When the Department of Health (England) introduced financial incentives to encourage general practitioners (GPs) to talk to patients about their drinking in April 2008, there was a small, gradual increase in screening and the provision of alcohol advice. However, when the incentives stopped in 2015, rates of screening and advice-giving decreased immediately, and have stayed low ever since.
Published today in the scientific journal Addiction, and funded by the National Institute for Health Research, this is first large-scale assessment of the impact of paying GPs in England to screen patients for higher-risk drinking, and provide advice to those needing to reduce their alcohol consumption. Under the incentive scheme, participating practices were paid £2.38 (approximately $3.04 or €2.71) for each newly registered adult patient they screened for higher-risk drinking.

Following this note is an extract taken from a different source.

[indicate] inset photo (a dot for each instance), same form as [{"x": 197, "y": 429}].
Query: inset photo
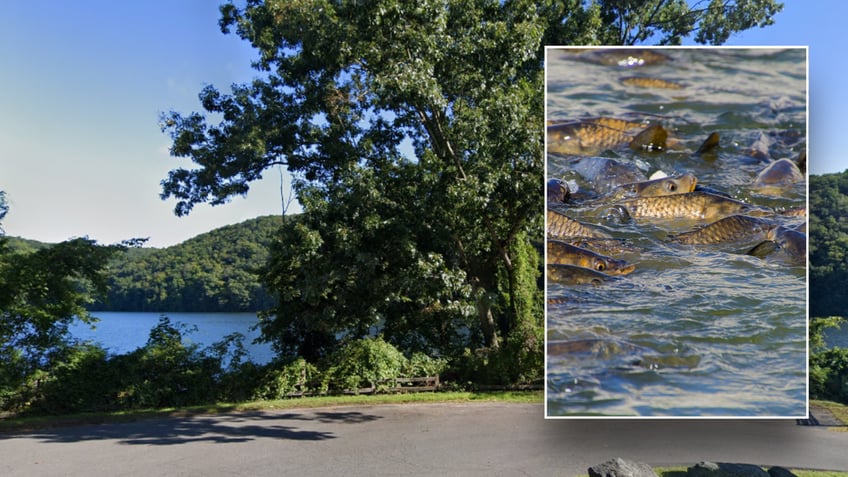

The scheme was withdrawn in April 2015.
Using an electronic dataset of over 4 million newly registered patients, the study found:
- Before the introduction of the scheme, 92 out of every 1,000 eligible patients were screened for higher-risk drinking each month, and fewer than 15 in every 1,000 screen-positive patients received brief advice.
- Introducing financial incentives had little impact on screening rates but led to an immediate increase in advice provision, with just over 20 more higher-risk drinkers receiving support per month for every 1,000 patients that screened positive.
- Since the scheme was discontinued, the rate of screening has fallen by almost three patients per month, and as of December 2016, out of every 1000 screen positive patients, 31 fewer were receiving brief advice for their drinking compared with March 2015.